Quite often, a team coming off a big World Series win tries hard to not rock the boat much. After all, as the thinking goes, why mess with success? But when it comes to their leadoff hitter, the Chicago Cubs are apparently not content to think inside the box by putting slugger Kyle Schwarber at the top of the order in 2017.
Suffice it to say, Schwarber is not your prototypical leadoff hitter. He's not going to challenge for any stolen base crowns. This year's MLB stolen base leader likely will have more stolen bases in 2017 than Schwarber will have in his entire career. He's not a legendary contact hitter either, or likely to put up some crazy good .420 on-base percentage.

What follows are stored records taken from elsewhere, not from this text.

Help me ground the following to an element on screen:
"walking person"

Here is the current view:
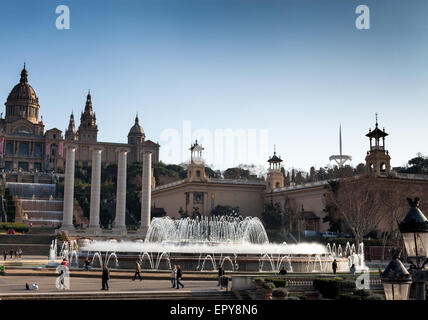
[171,265,177,288]
[217,265,224,287]
[279,267,287,276]
[132,259,143,281]
[331,259,337,274]
[349,264,356,274]
[176,266,184,289]
[84,257,91,271]
[101,265,110,291]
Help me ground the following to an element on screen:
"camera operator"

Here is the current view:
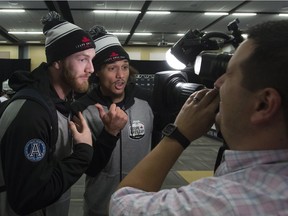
[109,20,288,216]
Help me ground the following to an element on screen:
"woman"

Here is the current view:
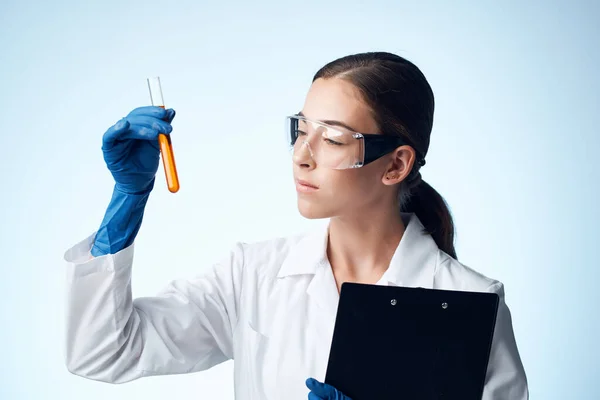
[65,53,528,400]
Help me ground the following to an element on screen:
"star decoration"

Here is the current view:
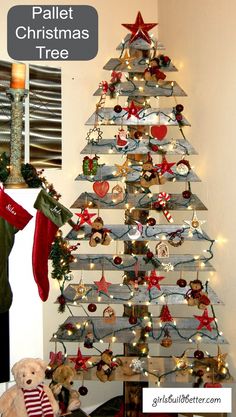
[94,275,111,294]
[184,211,206,234]
[75,209,96,226]
[122,12,157,43]
[115,159,133,177]
[145,270,165,291]
[194,308,214,332]
[123,100,142,120]
[156,156,175,175]
[70,348,91,371]
[161,262,174,272]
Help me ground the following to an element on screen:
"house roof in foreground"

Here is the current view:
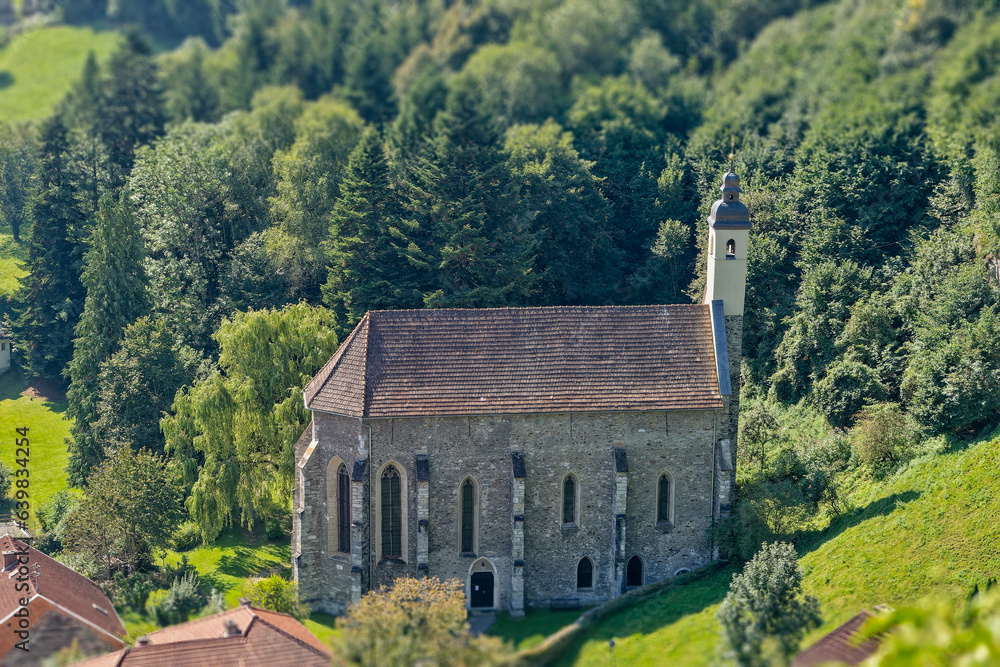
[0,535,125,655]
[80,605,330,667]
[304,304,722,417]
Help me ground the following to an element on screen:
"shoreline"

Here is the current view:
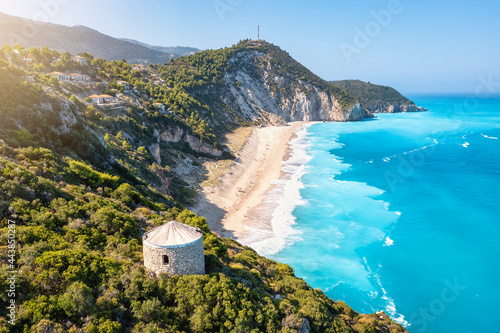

No, Schwarber's best feature is the ability to hit baseballs a very, very long way. While that's quite valuable, you don't see many leadoff hitters have that as the highlight of their résumé. There have been leadoff hitters who have hit home runs before. For example, Brady Anderson hit 50 homers as the Baltimore Orioles' primary leadoff hitter in 1996, and other leadoff men who slugged a lot of homers include Alfonso Soriano (46, 2006), Brian Dozier (42, 2016) and Bobby Bonds (39, 1973). But none of these players were considered the prototypical middle-of-the-order, corner-outfield-slugger type that Schwarber is.
Just how unusual is it for a player like Schwarber to lead off regularly? To see how rare, I collected batting order data going back to the end of the dead-ball era (to get something at least approximating modern baseball), and I developed a statistical model of the ideal archetype of a leadoff hitter in baseball. That's not necessarily the best type of player to hit first, just the players who most approximate the characteristics of MLB leadoff men.